Efficiency. The overhead of Protocol 9 depends on the implementations of \(\mathcal{F}_{\scriptscriptstyle \mathrm {CPRF}}^0\) and \(\mathcal{F}_{\scriptscriptstyle \mathrm {CPRF}}^1\) discussed above. Our protocol obtains \(O(m_X + m_Y)\) communication and computation overheads under the strong DDH assumption and \(O((m_X+m_Y)\log (m_X+m_Y))\) overheads under the DDH assumption, where the former analysis matches the [35] analysis (such that both constructions rely on dynamic assumptions).

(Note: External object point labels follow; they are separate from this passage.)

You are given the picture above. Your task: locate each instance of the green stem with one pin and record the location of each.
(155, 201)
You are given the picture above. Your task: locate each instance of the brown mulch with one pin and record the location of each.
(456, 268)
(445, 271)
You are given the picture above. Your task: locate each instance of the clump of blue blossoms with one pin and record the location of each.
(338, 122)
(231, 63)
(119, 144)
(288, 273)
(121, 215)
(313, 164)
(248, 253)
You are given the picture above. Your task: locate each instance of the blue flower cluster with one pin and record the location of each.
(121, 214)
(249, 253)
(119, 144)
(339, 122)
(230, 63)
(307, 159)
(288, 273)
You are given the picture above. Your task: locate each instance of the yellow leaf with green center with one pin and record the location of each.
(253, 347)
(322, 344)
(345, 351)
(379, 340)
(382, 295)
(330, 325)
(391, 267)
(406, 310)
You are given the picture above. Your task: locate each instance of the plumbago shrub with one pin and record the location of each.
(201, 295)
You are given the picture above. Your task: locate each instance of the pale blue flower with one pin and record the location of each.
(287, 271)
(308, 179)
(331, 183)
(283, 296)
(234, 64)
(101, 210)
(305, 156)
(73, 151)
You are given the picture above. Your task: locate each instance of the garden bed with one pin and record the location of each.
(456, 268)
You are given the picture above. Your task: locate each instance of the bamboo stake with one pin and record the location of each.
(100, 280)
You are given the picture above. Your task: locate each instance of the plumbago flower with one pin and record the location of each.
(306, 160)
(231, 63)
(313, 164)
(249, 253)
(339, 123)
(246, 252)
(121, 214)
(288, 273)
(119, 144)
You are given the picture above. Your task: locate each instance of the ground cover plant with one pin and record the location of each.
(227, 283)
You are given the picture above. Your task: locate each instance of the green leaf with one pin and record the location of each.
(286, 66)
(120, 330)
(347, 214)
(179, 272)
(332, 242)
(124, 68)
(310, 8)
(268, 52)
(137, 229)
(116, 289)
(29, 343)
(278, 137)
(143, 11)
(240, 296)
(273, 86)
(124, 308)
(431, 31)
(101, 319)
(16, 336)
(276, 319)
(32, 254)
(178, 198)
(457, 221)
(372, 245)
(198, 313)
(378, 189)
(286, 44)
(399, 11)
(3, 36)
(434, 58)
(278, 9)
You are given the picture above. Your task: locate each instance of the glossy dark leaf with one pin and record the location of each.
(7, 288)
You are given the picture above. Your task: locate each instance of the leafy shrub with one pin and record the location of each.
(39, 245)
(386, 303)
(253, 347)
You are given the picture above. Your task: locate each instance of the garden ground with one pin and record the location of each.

5.2 Search Functionalities

In search functionalities, a receiver searches in a sender’s database, retrieving the appropriate record(s) according to some search query. The database for search functionalities can be described by pairs of queries/records \(\{(q_i,T_i)\}_i\) such that the answer to a query \(q_i\) is a record \(T_i\).Footnote 13 In a private setting, we need to ensure that nothing beyond these records leaks to the receiver, while the sender does not learn anything about the receiver’s search queries. Committed oblivious PRF evaluation is a useful tool for securely implementing various search functionalities [21]. First, in the setup phase the database is encoded and handed to the receiver. That is, for each query \(q_i\) the sender defines the pair \((\mathsf {PRF}_K(q_i\Vert 1),\mathsf {PRF}_K(q_i\Vert 2)\oplus T_i)\). Next, in the query phase the parties run a committed oblivious PRF evaluation protocol twice such that the sender inputs K and the receiver inputs a query q. The receiver’s output are the values \(\mathsf {PRF}_K(q\Vert 1)\) and \(\mathsf {PRF}_K(q\Vert 2)\), where the first outcome is used to find the encrypted record while the second outcome is used to extract the record (alternative implementations involve a single invocation of \(\mathsf {PRF}\) by splitting \(\mathsf {PRF}_K(q)\) into two parts). Examples for such functionalities are keyword search, oblivious transfer with adaptive queries and pattern matching (and all its variants). The functionality of committed oblivious PRF is important in this context since the sender must be enforced to use the same PRF key.